Meldungen sind bei den internen Meldestellen in den Unternehmen, aber auch den externen Meldestellen auf Länder und Bundesebene möglich. Allerdings hat der Hinweisgeber diesbezüglich kein Wahlrecht. Er muss sich vielmehr gemäß (§ 7 HinSchG) an eine Priorisierung halten. „Wenn feststeht, dass der Meldegrund beim Arbeitgeber ordentlich bearbeitet wird und die Meldung auch keine Repressalien zu Folge hat, ist die interne Meldestelle vor der externen zu kontaktieren. Das zeigt die Bedeutung, die die freiwillige Einrichtung einer internen Meldestelle haben kann“, erläutert von Saenger.

Denn wenn die Meldung eines Hinweisgebers erst einmal bei einer externen Meldestelle eingegangen ist, folgt eine offizielle Vorprüfung. „Mitunter hat das Unternehmen dann weniger Handlungsoptionen, die Sachlage intern aufzuklären“, so der Fachanwalt für Arbeitsrecht.

Vertraulichkeit muss gewährleistet sein

Das Hinweisgeberschutzgesetz schreibt nicht vor, wie eine Meldung an die Meldestelle erfolgen muss. Ob mündlich, schriftlich, persönlich oder digital, als App oder webbasiert, spielt keine Rolle. „Der interne Meldeweg muss lediglich umfassend vom Unternehmen kommuniziert werden", sagt von Saenger. "Dabei ist vor allem zu beachten, dass in jedem Fall die Vertraulichkeit gewährleistet sein muss“, 

Das Vertraulichkeitsgebot nach § 8 HinSchG ist ein wichtiger Aspekt des Hinweisgeberschutzgesetz. Arbeitgeber sollten demnach in diesem Zusammenhang folgendes beachten: Zeigt ein Hinweisgeber an, dass er aufgrund seiner Meldung Repressalien erlitten hat, kehrt sich die Beweislast um. „Für den Arbeitgeber bedeutet dies, dass er nun beweisen muss, dass er seinen Mitarbeiter nicht gemaßregelt hat. In einem Rechtsstreit verschlechtert sich dadurch die Position des Arbeitgebers“, so der Anwalt.
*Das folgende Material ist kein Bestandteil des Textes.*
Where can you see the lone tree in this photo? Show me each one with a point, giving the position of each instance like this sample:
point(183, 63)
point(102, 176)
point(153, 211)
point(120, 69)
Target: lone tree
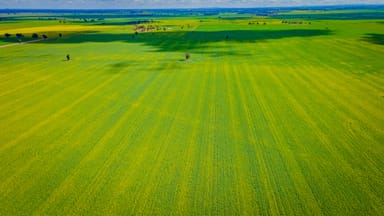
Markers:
point(19, 35)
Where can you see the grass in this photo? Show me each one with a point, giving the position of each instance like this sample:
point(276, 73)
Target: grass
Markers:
point(276, 120)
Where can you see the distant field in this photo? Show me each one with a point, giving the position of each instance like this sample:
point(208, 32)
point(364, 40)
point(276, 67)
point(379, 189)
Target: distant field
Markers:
point(263, 119)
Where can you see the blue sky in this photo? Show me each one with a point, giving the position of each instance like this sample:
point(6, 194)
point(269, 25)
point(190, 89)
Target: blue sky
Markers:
point(93, 4)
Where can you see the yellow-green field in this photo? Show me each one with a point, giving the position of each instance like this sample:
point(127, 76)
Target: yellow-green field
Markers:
point(275, 119)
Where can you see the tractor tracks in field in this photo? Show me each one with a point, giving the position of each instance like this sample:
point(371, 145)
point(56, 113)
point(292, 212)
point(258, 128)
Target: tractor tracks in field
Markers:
point(22, 43)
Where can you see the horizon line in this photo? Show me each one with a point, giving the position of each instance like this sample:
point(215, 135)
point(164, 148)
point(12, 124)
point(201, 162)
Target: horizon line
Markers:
point(194, 8)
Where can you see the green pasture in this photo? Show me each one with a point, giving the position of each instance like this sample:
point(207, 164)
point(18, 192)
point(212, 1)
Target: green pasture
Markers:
point(275, 119)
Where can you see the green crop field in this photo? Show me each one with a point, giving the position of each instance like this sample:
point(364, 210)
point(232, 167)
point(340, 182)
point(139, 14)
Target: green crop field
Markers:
point(278, 118)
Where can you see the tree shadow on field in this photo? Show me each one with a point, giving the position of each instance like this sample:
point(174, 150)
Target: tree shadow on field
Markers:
point(374, 38)
point(196, 41)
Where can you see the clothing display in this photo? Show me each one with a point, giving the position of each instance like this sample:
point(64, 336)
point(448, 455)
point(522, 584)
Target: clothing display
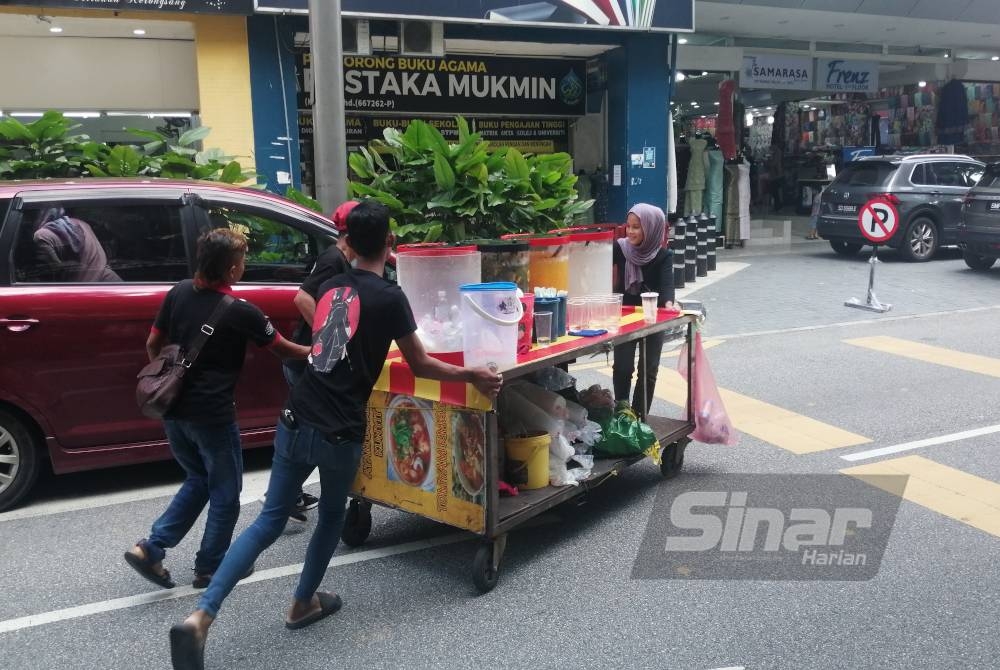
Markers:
point(695, 185)
point(713, 187)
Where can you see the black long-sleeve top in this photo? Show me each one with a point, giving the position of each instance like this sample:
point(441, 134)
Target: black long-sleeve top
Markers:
point(657, 275)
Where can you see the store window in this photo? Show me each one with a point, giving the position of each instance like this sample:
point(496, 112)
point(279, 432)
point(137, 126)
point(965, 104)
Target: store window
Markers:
point(101, 242)
point(276, 251)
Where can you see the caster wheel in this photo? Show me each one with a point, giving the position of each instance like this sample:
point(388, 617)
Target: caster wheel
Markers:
point(484, 575)
point(357, 524)
point(672, 459)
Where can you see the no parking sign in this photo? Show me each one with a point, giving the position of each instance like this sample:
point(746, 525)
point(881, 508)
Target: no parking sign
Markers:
point(878, 220)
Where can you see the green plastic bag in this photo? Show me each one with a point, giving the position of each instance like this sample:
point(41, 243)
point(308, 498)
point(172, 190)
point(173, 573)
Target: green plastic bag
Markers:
point(624, 435)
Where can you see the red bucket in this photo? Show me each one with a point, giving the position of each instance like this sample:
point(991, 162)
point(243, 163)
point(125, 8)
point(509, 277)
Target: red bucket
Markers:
point(525, 324)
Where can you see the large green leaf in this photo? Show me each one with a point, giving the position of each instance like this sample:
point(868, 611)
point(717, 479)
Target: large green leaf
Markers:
point(444, 175)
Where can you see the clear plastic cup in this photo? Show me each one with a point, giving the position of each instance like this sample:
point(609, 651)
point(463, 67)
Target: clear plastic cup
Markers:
point(614, 313)
point(543, 328)
point(649, 306)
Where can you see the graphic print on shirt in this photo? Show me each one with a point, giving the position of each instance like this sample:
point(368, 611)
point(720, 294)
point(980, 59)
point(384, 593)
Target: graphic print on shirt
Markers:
point(334, 324)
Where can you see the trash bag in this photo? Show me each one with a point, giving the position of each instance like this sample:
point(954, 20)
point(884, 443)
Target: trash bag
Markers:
point(712, 424)
point(624, 435)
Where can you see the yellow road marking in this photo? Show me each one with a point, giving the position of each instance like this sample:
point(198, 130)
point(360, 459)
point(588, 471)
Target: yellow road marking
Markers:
point(706, 344)
point(956, 494)
point(778, 426)
point(983, 365)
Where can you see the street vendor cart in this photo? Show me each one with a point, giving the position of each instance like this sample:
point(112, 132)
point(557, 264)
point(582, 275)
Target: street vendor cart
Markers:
point(435, 448)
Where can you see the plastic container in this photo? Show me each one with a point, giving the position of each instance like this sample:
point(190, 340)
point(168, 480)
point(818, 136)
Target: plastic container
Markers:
point(424, 270)
point(549, 264)
point(528, 460)
point(506, 260)
point(490, 317)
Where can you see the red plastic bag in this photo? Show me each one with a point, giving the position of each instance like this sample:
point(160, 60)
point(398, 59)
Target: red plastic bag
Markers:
point(712, 424)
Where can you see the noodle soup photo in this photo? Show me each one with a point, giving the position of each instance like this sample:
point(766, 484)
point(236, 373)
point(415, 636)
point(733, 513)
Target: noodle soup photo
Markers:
point(468, 455)
point(409, 436)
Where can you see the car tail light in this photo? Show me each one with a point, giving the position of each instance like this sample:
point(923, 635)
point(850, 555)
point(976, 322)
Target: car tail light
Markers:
point(889, 197)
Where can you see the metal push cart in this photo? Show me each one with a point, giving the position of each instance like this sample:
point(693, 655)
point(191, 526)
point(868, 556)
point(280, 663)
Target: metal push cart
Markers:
point(486, 513)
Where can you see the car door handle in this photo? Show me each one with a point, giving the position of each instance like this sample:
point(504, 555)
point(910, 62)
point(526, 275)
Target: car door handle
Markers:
point(18, 325)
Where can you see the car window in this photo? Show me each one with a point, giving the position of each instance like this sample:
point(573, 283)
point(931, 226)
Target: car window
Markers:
point(865, 173)
point(276, 251)
point(100, 242)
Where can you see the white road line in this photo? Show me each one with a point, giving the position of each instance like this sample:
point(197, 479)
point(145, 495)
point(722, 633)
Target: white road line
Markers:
point(45, 618)
point(254, 487)
point(919, 444)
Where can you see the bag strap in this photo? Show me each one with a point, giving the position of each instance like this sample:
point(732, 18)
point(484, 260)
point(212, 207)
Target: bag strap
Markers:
point(206, 330)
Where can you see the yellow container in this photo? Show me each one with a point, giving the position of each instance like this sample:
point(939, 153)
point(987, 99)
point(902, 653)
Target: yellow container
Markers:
point(528, 460)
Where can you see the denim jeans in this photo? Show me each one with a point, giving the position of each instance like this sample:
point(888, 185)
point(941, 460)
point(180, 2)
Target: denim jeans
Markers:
point(296, 452)
point(213, 462)
point(649, 365)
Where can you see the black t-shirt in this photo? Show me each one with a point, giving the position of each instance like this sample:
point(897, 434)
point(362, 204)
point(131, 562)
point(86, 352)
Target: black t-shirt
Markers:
point(208, 395)
point(657, 275)
point(358, 316)
point(329, 264)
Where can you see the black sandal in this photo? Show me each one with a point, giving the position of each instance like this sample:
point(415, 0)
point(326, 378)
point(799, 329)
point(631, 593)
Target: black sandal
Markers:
point(145, 567)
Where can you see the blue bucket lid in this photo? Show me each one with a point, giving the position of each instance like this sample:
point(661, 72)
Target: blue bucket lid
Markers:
point(489, 286)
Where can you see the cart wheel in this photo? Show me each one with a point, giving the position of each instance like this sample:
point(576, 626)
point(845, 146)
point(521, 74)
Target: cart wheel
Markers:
point(357, 523)
point(484, 575)
point(673, 459)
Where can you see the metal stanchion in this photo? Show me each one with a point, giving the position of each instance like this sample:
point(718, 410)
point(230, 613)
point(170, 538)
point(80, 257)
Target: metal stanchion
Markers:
point(691, 250)
point(678, 244)
point(702, 256)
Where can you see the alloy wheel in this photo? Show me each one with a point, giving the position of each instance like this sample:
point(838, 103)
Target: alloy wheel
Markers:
point(10, 458)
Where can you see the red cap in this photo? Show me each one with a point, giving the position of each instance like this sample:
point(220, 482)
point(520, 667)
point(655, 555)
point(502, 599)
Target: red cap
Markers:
point(340, 215)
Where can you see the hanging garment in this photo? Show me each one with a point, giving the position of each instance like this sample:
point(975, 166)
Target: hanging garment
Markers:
point(713, 187)
point(725, 130)
point(671, 166)
point(744, 189)
point(732, 208)
point(695, 185)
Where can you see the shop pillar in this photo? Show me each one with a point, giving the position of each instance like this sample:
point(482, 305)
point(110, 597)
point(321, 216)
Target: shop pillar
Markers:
point(273, 92)
point(638, 100)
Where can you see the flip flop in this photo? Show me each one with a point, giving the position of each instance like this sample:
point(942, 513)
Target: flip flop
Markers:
point(329, 603)
point(187, 652)
point(145, 568)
Gesetzeskonformen Meldestelle wird zu Herausforderung

Das Hinweisgeberschutzgesetz legt fest, dass es einem Hinweisgeber möglich sein muss, 24 Stunden an sieben Tagen die Woche weltweit in seiner Arbeitssprache eine Meldung abzugeben. „Diese Anforderungen sorgen dafür, dass es für Unternehmen eine echte Herausforderung ist, eine gesetzeskonforme Meldestelle zu schaffen“, sagt von Saenger.

Möchte der Arbeitgeber die Meldung etwa per interner E-Mail anbieten, ist dies nicht gesetzeskonform, da keine Vertraulichkeit garantiert werden kann. Auch eine Meldung des Telefons entspricht nicht den Vorgaben des Gesetzes. Ein Briefkasten wiederum ist gesetzeskonform, kann jedoch eventuell nicht von jedem Hinweisgeber 24 Stunden an sieben Tagen die Woche genutzt werden – etwa wenn ein Arbeitnehmer sich auf einem Außentermin - zum Beispiel auf einer Busreise - oder im Busdepot abseits des Firmensitzes befindet. Letztendlich bleiben somit als Möglichkeiten nur ein Anrufbeantwortersystem, bei dem die Telefonnummer nicht angezeigt wird,, oder ein Meldeprozess über ein IT-gestütztes System. Dieses biete sich für Unternehmen  mehrheitlich  an, weil es den Voraussetzungen entspreche. „So können Unternehmen die Meldestellen-Voraussetzungen des Gesetzes, wie beispielsweise in der Arbeitssprache zu kommunizieren oder ständig erreichbar zu sein, umgesetzt werden“, so von Saenger.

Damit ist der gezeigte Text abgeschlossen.